Pero faltaban sorpresas. Era nuestra cuarta y última noche en el Monte Athos y al día siguiente tomaríamos el barco para regresar a Grecia. Sin embargo, hacia las 8:00 de la noche el monje encargado de los huéspedes nos informó que el mar seguía muy picado y que al día siguiente no habría barco. Tampoco podíamos quedarnos allí más de una noche, sino que debíamos salir temprano en la mañana hacia el Monasterio de Iviron: al menos ocho horas de camino siempre que no nos extraviáramos, nos dijo, y nos recordó que si llegábamos tarde no nos abrirían la puerta.
Fue un recorrido inolvidable en medio de bosques magníficos. Inolvidable, por la pérdida que pronosticó el monje que, casi mágicamente, nos llevó al pequeño monasterio ruso abandonado con sus retratos de los zares. El camino nos permitió conocer otro monasterio, el de Karakalos, antes de llegar, justo a tiempo, a Iviron. Era nuestra quinta noche en Athos. Nuestro “Diamonitrión” estaba vencido y nos preocupaba el rigor de las normas; pero nadie pareció notarlo. El lugar es tan magnífico que, según una antigua leyenda, la Virgen María estuvo aquí junto con su hijo y le pareció tan hermoso que se lo pidió de regalo.

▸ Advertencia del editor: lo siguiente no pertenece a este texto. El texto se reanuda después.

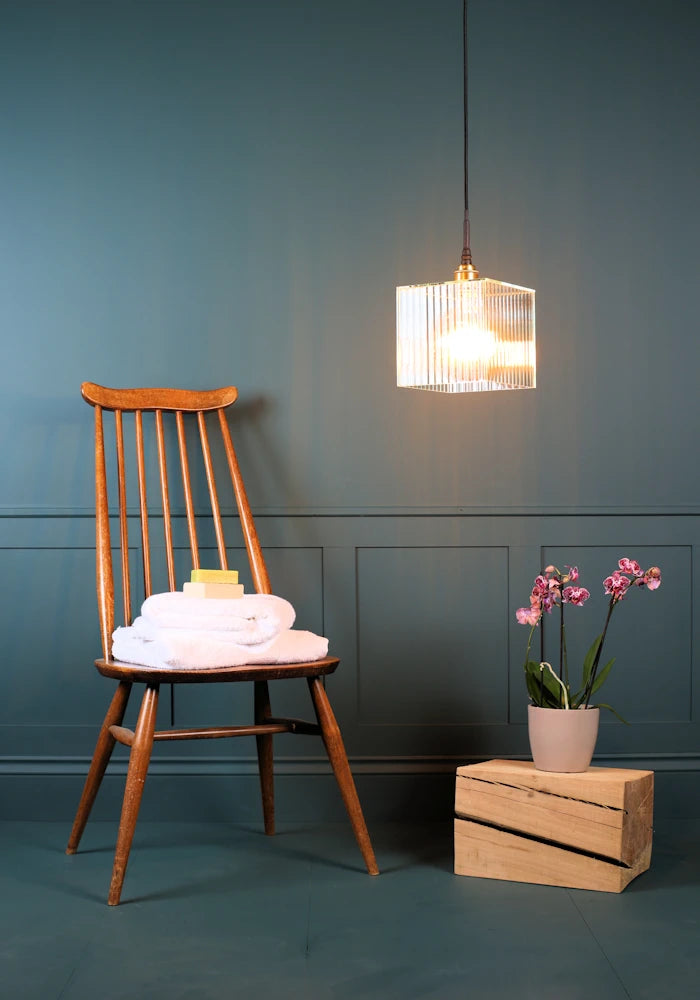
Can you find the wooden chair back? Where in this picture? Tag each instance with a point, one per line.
(161, 406)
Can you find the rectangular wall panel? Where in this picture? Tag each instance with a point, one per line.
(432, 635)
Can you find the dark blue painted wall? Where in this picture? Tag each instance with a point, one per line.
(202, 192)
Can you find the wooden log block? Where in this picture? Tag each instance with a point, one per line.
(588, 831)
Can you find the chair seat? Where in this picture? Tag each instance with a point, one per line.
(187, 675)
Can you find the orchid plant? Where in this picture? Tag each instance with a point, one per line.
(546, 687)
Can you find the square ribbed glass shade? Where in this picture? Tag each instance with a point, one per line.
(465, 336)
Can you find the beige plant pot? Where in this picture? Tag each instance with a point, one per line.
(562, 740)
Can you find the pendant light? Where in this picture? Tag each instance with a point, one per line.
(471, 334)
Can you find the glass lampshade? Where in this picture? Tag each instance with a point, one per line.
(465, 336)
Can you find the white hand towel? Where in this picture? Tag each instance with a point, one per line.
(168, 648)
(252, 618)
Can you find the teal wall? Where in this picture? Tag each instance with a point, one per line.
(203, 192)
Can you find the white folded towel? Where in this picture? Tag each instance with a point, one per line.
(169, 648)
(252, 618)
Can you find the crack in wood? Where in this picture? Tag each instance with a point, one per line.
(548, 843)
(542, 791)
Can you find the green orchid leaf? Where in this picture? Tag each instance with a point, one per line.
(590, 659)
(602, 675)
(611, 709)
(542, 687)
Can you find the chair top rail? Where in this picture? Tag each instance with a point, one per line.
(187, 400)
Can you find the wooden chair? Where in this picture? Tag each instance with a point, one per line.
(181, 406)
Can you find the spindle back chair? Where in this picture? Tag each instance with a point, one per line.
(181, 406)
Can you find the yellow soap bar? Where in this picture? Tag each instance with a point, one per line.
(214, 576)
(227, 591)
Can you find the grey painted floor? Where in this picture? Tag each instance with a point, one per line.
(219, 911)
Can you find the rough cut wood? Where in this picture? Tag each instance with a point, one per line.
(591, 830)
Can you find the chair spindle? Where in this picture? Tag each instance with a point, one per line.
(165, 497)
(123, 523)
(261, 580)
(189, 506)
(105, 584)
(211, 483)
(143, 504)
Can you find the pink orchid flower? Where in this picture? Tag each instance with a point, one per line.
(575, 595)
(528, 616)
(617, 585)
(630, 566)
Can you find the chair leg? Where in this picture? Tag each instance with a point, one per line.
(265, 757)
(100, 759)
(339, 762)
(135, 779)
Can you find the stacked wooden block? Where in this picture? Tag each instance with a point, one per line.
(214, 583)
(586, 831)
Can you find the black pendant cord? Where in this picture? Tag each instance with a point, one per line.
(466, 247)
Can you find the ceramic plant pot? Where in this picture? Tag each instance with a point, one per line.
(562, 740)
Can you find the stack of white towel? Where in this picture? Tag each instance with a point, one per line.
(175, 630)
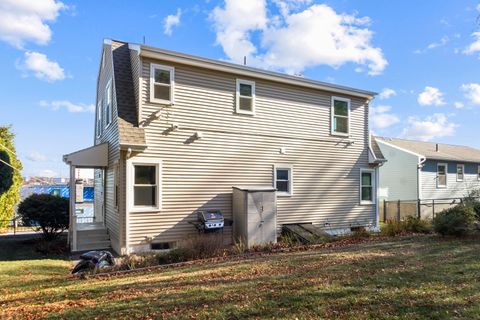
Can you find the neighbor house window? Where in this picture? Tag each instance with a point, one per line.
(245, 95)
(161, 84)
(144, 178)
(99, 118)
(367, 186)
(460, 172)
(442, 175)
(283, 180)
(108, 104)
(340, 116)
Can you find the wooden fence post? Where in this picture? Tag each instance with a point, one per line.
(399, 204)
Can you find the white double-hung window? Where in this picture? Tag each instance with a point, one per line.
(245, 97)
(99, 119)
(144, 178)
(367, 186)
(283, 179)
(162, 81)
(340, 111)
(442, 169)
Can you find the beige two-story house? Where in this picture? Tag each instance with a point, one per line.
(175, 132)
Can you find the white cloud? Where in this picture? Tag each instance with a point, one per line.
(47, 173)
(443, 41)
(36, 156)
(42, 67)
(296, 40)
(67, 105)
(380, 118)
(472, 92)
(431, 96)
(171, 21)
(26, 20)
(474, 46)
(432, 127)
(387, 93)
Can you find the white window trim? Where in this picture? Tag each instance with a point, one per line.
(99, 124)
(374, 187)
(131, 163)
(446, 176)
(237, 97)
(463, 171)
(288, 167)
(332, 116)
(108, 96)
(152, 83)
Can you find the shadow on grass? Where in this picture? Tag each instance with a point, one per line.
(412, 278)
(32, 247)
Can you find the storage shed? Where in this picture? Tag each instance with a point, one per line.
(254, 215)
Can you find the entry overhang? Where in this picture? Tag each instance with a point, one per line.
(93, 157)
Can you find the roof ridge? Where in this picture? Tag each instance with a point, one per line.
(429, 142)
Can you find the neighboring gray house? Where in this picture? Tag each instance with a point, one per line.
(418, 170)
(175, 132)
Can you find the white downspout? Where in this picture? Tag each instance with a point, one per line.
(421, 162)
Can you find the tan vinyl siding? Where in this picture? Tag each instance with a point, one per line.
(241, 150)
(110, 135)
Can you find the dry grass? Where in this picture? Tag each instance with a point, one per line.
(404, 278)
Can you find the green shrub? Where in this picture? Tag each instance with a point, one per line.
(10, 179)
(456, 221)
(47, 212)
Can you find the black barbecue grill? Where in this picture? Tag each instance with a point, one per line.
(209, 220)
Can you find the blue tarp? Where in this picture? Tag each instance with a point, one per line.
(62, 191)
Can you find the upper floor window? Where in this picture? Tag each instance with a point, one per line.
(245, 97)
(108, 104)
(460, 172)
(161, 84)
(144, 175)
(283, 180)
(99, 118)
(340, 116)
(367, 186)
(442, 175)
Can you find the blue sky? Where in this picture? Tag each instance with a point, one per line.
(422, 55)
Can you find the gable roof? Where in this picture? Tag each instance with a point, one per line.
(130, 133)
(211, 64)
(446, 152)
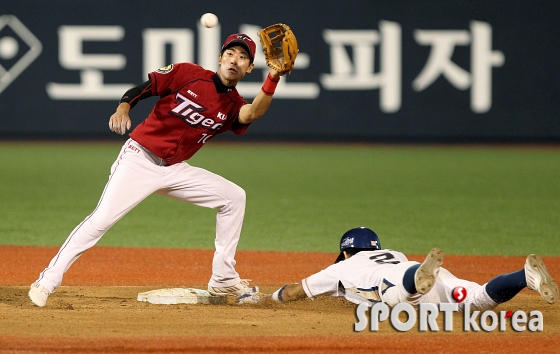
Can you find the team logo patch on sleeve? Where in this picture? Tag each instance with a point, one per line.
(165, 69)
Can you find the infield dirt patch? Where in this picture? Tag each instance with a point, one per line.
(96, 311)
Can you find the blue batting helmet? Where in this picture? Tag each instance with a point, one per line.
(360, 237)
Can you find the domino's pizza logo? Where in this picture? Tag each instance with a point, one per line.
(18, 49)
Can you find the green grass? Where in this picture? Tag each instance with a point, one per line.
(465, 200)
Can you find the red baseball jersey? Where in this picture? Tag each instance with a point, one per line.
(193, 107)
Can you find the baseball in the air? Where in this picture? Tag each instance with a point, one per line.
(209, 20)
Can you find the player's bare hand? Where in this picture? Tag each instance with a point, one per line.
(120, 121)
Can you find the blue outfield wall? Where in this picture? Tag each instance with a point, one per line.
(368, 70)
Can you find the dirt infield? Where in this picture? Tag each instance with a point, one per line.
(96, 311)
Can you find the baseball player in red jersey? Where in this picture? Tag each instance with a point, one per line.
(194, 105)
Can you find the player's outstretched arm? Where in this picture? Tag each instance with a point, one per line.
(255, 110)
(289, 292)
(120, 121)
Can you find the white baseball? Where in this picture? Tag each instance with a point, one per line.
(209, 20)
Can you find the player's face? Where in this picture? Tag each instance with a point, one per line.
(234, 64)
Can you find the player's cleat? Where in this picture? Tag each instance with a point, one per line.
(39, 294)
(425, 276)
(539, 279)
(239, 289)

En Iviron nos despedimos del Monte Athos. Al día siguiente, 16 de agosto, tomamos el barco y regresamos a Grecia, agotados pero felices. Con los años, los recuerdos parecen ir mezclándose con los sueños, con los anhelos, con las imaginaciones. Pero tengo la certeza de que esta vez todo fue real. Ahora hay muchas novedades en la Montaña Sagrada. Además de celulares y correos electrónicos, hay carreteras que unen los monasterios y minibuses entre ellos o, si uno prefiere, un servicio de taxis que, sin embargo, parece ser bastante costoso. No pienso así de la vida: pero frente a esas novedades, en este caso sí creo que, al menos para quienes entienden el viaje como una experiencia vital, el tiempo pasado fue mejor en el Monte Athos.